At this accuracy level, Intel Advisor collects Survey and Characterization (Trip Counts) data.
- Run the perspective.
Run Vectorization and Code Insights from CLI
On Linux OS
From the same terminal window:
- Collect Survey data using the following command:
advisor --collect=survey --project-dir=./results -- ./vec_samples
- Collect Trip Counts data using the following command:
advisor --collect=tripcounts --project-dir=./results -- ./vec_samples
When the analysis execution completes, the vec_samples project is created automatically, which includes the Vectorization and Code Insights results. You can view them from Intel Advisor GUI.
On Windows OS
From the same command prompt window:
- Collect Survey data using the following command:
advisor --collect=survey --project-dir=./results -- vec_samples.exe
- Collect Trip Counts data using the following command:
advisor --collect=tripcounts --project-dir=./results -- vec_samples.exe
When the analysis execution completes, the vec_samples project is created automatically, which includes the Vectorization and Code Insights results.

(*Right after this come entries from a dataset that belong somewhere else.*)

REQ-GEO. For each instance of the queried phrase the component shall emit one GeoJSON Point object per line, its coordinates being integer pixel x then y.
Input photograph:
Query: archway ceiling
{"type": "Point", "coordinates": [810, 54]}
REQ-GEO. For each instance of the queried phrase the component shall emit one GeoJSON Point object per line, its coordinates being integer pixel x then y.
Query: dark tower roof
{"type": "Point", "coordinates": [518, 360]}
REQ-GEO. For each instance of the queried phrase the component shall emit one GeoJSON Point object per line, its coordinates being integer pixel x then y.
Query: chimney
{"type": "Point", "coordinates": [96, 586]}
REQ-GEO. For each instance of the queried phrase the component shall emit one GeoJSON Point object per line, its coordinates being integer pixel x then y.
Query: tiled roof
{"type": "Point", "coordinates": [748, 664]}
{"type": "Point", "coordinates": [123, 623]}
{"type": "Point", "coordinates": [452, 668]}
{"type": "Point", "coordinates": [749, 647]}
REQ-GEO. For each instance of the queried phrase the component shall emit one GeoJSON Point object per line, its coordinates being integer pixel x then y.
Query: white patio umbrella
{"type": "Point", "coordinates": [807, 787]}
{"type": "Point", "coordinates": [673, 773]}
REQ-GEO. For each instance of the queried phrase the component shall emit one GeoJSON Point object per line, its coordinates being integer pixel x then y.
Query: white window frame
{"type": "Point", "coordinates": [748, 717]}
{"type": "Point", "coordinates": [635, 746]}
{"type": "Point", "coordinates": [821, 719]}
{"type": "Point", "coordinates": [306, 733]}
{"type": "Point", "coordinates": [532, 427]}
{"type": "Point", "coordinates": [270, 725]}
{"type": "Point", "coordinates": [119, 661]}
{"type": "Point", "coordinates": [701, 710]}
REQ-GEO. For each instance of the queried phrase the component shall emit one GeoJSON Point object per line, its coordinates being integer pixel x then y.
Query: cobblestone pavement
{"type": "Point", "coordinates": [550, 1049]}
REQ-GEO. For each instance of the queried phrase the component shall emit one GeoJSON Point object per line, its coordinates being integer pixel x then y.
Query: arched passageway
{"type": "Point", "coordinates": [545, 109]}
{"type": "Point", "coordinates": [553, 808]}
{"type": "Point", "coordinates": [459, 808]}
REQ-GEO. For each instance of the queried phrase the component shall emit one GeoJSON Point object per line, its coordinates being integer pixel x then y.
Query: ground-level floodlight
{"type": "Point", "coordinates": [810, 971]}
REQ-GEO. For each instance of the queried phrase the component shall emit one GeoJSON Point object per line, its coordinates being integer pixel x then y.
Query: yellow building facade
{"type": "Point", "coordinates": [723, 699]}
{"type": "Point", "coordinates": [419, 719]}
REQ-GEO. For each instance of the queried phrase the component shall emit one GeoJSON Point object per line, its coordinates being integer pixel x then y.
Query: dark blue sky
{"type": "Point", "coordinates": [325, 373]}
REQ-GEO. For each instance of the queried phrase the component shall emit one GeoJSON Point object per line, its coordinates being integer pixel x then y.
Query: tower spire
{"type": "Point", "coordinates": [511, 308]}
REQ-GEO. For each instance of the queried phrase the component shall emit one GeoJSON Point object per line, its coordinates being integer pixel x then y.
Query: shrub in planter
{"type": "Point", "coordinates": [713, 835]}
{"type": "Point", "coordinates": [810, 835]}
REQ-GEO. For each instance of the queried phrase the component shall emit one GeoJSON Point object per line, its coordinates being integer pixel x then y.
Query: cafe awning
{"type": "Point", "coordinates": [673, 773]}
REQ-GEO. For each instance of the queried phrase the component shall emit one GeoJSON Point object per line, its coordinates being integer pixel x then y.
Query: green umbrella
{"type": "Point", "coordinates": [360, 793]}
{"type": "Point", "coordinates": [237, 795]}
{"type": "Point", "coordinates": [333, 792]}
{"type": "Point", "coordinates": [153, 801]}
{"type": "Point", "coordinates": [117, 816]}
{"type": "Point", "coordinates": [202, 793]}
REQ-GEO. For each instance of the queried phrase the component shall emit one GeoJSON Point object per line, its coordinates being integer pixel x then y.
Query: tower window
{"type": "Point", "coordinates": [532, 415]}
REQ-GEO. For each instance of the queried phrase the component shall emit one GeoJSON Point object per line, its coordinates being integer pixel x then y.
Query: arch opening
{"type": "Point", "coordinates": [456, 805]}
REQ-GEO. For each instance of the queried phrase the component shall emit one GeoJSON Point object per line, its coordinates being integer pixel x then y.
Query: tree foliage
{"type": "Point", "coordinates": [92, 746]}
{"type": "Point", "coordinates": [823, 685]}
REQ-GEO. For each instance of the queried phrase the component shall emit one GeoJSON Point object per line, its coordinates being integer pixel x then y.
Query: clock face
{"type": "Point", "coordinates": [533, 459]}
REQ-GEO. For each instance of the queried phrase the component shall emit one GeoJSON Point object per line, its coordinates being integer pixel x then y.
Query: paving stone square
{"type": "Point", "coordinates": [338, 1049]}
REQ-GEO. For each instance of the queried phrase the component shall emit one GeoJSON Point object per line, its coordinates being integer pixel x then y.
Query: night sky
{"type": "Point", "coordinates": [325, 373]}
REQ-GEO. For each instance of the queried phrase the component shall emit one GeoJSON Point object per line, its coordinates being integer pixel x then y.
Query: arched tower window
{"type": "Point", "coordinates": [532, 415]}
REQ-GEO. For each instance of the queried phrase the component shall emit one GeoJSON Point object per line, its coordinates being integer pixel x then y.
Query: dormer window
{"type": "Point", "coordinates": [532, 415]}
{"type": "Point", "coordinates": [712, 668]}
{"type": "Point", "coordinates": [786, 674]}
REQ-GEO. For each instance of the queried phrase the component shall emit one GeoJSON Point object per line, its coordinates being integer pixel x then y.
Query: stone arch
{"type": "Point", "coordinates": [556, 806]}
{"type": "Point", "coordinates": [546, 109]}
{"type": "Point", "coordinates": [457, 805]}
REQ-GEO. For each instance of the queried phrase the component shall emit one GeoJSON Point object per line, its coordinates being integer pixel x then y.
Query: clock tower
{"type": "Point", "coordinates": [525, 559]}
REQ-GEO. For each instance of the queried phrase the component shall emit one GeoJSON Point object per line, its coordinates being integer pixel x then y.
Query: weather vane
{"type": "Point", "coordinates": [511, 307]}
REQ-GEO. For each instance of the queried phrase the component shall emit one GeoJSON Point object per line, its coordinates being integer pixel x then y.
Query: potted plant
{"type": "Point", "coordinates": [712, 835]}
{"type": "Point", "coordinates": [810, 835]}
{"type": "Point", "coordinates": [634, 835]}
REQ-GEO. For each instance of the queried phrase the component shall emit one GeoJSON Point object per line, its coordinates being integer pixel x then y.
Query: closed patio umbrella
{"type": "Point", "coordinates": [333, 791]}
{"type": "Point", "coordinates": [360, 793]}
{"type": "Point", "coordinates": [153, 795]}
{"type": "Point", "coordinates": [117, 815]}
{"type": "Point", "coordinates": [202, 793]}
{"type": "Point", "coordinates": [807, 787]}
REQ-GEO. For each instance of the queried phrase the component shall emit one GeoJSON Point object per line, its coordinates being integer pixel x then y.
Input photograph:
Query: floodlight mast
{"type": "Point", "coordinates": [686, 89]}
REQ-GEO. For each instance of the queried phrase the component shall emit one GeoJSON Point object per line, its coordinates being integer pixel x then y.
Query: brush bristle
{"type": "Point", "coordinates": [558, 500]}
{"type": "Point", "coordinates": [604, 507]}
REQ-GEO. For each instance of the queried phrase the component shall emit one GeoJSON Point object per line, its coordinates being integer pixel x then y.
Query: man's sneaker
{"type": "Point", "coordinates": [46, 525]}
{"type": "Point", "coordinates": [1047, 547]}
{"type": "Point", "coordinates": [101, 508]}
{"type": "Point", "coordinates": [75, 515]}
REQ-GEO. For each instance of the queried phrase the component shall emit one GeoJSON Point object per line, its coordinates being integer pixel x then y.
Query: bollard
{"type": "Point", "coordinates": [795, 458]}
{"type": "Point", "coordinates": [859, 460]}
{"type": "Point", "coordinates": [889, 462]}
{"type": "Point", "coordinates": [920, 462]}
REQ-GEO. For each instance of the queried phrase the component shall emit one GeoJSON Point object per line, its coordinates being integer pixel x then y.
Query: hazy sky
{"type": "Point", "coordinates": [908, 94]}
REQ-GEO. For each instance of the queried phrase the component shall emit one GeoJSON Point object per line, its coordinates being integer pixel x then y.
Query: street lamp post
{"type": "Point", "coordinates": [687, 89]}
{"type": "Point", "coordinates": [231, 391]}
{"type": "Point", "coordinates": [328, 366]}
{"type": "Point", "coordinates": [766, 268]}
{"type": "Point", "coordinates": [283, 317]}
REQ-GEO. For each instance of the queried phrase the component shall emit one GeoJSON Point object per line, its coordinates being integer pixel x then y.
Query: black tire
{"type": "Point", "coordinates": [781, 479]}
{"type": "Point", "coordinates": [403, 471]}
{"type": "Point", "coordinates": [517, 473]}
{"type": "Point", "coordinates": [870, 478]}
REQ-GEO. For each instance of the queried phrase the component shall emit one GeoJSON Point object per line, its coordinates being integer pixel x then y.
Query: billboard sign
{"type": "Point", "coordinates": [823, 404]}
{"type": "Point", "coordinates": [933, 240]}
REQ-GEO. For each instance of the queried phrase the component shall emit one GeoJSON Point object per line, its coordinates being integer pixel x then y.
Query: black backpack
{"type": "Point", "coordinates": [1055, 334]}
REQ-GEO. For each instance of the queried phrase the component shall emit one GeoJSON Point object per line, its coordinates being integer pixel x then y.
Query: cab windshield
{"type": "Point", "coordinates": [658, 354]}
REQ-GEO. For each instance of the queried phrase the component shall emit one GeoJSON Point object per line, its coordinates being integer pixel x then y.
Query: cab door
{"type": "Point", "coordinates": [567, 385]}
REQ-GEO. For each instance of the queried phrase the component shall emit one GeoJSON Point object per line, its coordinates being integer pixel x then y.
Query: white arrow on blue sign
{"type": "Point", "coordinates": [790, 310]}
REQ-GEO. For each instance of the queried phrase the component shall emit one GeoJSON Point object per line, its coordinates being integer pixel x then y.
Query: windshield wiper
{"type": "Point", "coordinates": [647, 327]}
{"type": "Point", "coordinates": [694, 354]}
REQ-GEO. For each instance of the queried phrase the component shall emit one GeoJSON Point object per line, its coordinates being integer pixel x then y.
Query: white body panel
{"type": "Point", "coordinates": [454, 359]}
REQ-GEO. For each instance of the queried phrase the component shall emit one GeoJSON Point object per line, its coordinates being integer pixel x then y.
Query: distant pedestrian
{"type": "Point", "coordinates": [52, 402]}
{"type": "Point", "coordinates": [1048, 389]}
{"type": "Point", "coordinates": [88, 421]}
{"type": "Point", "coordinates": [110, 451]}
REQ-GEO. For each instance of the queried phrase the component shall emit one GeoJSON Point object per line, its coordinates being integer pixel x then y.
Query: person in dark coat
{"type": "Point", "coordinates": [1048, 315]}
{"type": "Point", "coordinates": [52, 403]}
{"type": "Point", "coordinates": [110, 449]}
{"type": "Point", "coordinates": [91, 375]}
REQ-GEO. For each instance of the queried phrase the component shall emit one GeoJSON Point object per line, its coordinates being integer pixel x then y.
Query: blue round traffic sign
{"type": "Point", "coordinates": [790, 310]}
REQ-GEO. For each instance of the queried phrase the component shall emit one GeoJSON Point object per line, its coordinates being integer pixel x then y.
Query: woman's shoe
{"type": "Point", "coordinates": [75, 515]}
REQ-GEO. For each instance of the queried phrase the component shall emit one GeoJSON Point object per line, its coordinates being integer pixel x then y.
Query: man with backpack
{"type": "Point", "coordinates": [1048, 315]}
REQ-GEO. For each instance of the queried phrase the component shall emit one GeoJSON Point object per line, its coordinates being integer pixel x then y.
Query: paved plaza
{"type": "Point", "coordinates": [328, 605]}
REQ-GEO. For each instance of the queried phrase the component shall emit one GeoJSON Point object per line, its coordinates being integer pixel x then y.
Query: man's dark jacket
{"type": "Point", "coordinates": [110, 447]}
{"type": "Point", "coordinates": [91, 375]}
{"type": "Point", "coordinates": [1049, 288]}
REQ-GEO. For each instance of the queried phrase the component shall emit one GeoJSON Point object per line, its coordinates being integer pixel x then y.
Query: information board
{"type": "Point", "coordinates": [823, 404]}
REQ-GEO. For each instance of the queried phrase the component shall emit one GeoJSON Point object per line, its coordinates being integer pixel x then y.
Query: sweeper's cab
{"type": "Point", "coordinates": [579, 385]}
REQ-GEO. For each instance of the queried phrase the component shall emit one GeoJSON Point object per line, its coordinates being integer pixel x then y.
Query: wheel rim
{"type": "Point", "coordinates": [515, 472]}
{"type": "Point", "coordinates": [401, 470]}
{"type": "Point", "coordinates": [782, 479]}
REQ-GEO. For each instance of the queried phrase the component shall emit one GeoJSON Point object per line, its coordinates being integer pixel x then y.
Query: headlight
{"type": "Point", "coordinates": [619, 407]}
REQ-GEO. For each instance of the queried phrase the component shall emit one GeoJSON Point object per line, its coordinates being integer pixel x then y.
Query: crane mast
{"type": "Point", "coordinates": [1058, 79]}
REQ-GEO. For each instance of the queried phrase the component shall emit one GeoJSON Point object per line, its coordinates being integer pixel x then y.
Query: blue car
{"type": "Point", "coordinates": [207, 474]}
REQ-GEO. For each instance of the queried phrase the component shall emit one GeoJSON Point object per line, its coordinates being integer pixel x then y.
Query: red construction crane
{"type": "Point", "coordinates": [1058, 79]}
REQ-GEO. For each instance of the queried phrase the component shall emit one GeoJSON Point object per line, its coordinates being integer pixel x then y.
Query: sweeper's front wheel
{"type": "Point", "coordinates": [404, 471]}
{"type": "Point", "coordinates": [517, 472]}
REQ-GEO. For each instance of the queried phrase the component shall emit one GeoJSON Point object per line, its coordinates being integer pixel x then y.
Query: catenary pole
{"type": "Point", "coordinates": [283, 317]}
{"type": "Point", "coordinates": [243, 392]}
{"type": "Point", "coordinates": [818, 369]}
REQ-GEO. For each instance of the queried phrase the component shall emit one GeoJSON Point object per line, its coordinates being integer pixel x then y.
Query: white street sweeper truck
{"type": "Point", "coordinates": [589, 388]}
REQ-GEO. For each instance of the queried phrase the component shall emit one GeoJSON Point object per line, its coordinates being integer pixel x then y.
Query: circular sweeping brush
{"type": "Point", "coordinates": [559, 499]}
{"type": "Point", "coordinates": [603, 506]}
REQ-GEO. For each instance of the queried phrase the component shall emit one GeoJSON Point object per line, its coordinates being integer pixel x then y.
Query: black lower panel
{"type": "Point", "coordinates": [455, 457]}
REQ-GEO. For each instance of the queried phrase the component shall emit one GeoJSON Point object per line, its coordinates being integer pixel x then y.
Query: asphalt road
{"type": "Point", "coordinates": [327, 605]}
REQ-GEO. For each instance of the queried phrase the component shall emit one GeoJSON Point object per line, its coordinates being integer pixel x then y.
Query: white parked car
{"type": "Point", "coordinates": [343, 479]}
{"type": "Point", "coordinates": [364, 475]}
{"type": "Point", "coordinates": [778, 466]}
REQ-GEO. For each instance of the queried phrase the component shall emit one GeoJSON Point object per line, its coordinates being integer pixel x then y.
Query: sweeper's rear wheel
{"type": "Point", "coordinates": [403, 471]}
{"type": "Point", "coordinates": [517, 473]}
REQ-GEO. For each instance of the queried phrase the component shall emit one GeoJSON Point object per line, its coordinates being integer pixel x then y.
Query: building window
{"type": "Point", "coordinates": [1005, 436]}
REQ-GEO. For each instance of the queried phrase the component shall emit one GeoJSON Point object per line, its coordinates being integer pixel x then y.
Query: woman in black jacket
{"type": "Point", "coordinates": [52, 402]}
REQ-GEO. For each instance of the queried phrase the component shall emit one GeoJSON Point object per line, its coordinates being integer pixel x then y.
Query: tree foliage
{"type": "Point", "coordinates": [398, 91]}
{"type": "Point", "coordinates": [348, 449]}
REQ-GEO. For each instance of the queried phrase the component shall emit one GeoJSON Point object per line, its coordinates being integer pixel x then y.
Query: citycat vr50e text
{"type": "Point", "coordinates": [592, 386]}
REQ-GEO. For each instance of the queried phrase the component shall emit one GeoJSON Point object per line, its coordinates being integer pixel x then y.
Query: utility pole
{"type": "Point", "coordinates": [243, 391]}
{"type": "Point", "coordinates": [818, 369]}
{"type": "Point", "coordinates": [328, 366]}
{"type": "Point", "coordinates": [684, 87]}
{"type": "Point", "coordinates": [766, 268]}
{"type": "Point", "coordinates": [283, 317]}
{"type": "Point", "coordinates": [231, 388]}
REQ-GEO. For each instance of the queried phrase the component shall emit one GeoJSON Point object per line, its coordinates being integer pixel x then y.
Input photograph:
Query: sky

You can view them from Intel Advisor GUI.
View the Results
If you collect data using GUI, Intel Advisor automatically opens the results when the collection completes.
If you collect data using CLI, open the results in GUI using the following command:
advisor-gui ./results
If the result does not open automatically, click Show Result.
Check the changes in the Summary and open the Survey Report to assess the changes in application performance. In the report, notice the following:
The Elapsed time probably improves.
The values in the Vector ISA and VL columns in the top pane (probably) change.
Create a Read-only Snapshot
Click the icon and save a snapshot_xhost result.
Next Steps
- Pay attention to data dependencies assumed by the compiler and check, whether these dependencies are real and prevent your functions/loops from vectorizing. To do that, run the Dependencies analysis, mark the loops containing proven dependencies, and rebuild the application adding /DREDUCTION (Windows OS) and -D REDUCTION (Linux OS) compiler options.
- Eliminate issues leading to significant vector code execution slowdown or block automatic vectorization by the compiler. To do that, run the Memory Access Patterns and modify memory access patterns in the problematic functions/loops.
- Align data to assist automatic vectorization. For details, see Data Alignment to Assist Vectorization.
- Reorganize code to inline loops and enable the compiler to tell which variables you want to process and determine that vectorization is safe.